Uber launched a voucher program Tuesday that enables companies like Westfield Mall and TGI Fridays to dole out free or discounted rides to customers, offering a way for retailers to counter declining foot traffic heightened by the growth of online shopping.
Retail traffic has declined 2.3 percent over the last two years, according to Cowen Equity Research. Malls in particular have experienced a drop-off as younger generations living in urban centers have shown little interest in owning cars and taking trips to suburban shopping malls, said Jon Reily, vice president and global commerce strategy lead at Publicis Sapient. The growing number of retail bankruptcies illustrates the problem, he said.

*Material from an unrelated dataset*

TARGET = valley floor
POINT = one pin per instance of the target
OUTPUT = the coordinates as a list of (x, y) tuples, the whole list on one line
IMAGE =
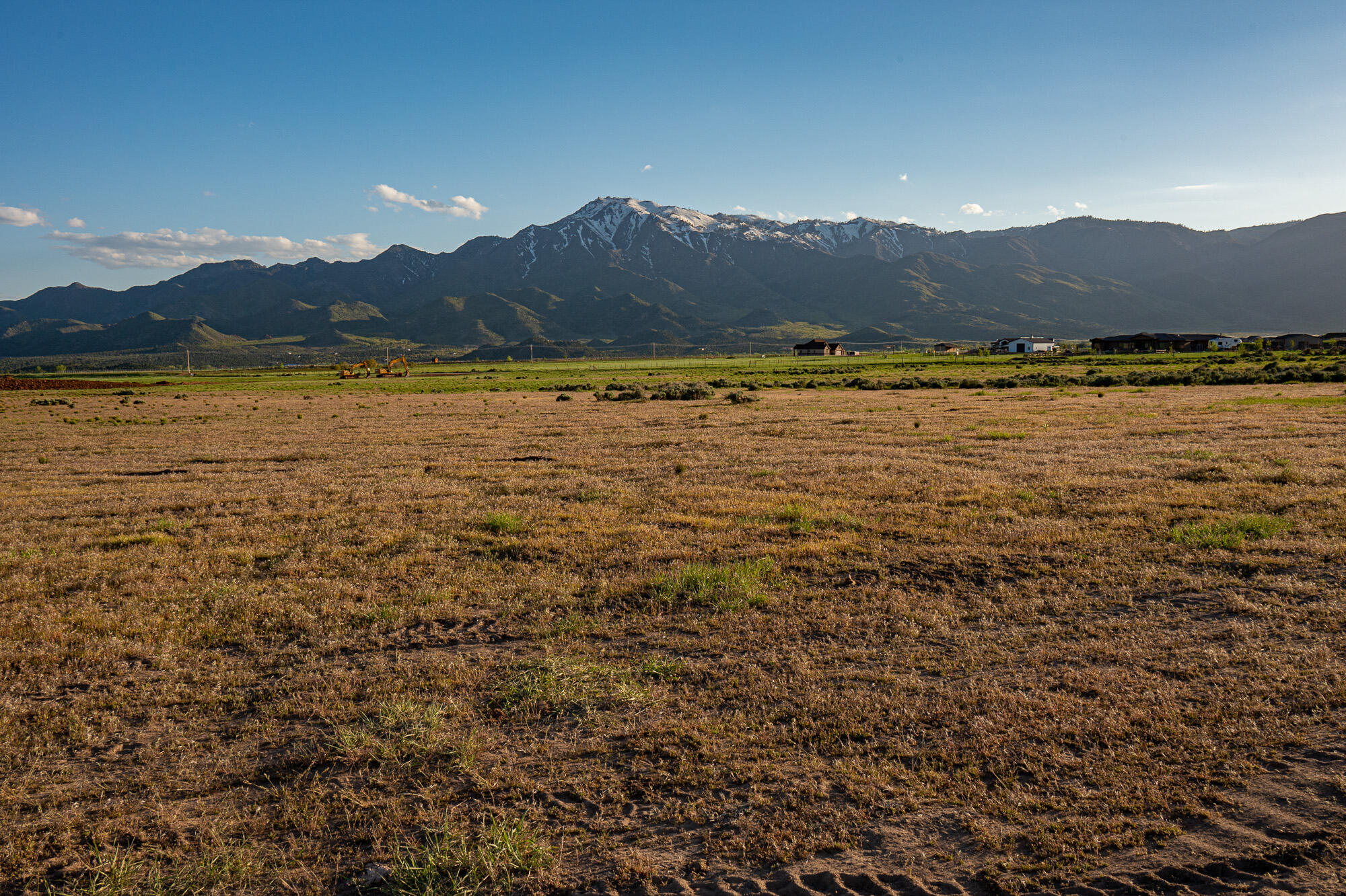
[(256, 641)]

“That’s a great move for malls to get people in the door, because malls need footfall, and anything that they can do to get that is a good thing,” Reily said.
Restaurants are also participating in the Uber vouchers, including some that are already delivering food to customers’ homes through Uber Eats.
Getting diners back into the restaurant — even if it means paying for their ride — could enable restaurants to make more money since customers could be more inclined to order a dessert or alcoholic beverage than if they ordered delivery to their homes.
Alcohol is a money-maker for restaurants, and delivering happy hour margaritas or cocktails in an Uber car isn’t a viable option. Uber does deliver alcohol from a very limited number of restaurants, but it is not available to most customers.
“Our bartenders might hand these out as a way to ensure we’re providing a great guest experience,” said Sherif Mityas, chief strategy officer at TGI Fridays.
The vouchers — like coupons — could be given out as a perk to rewards members, creating another visit that might not happen otherwise, Mityas said.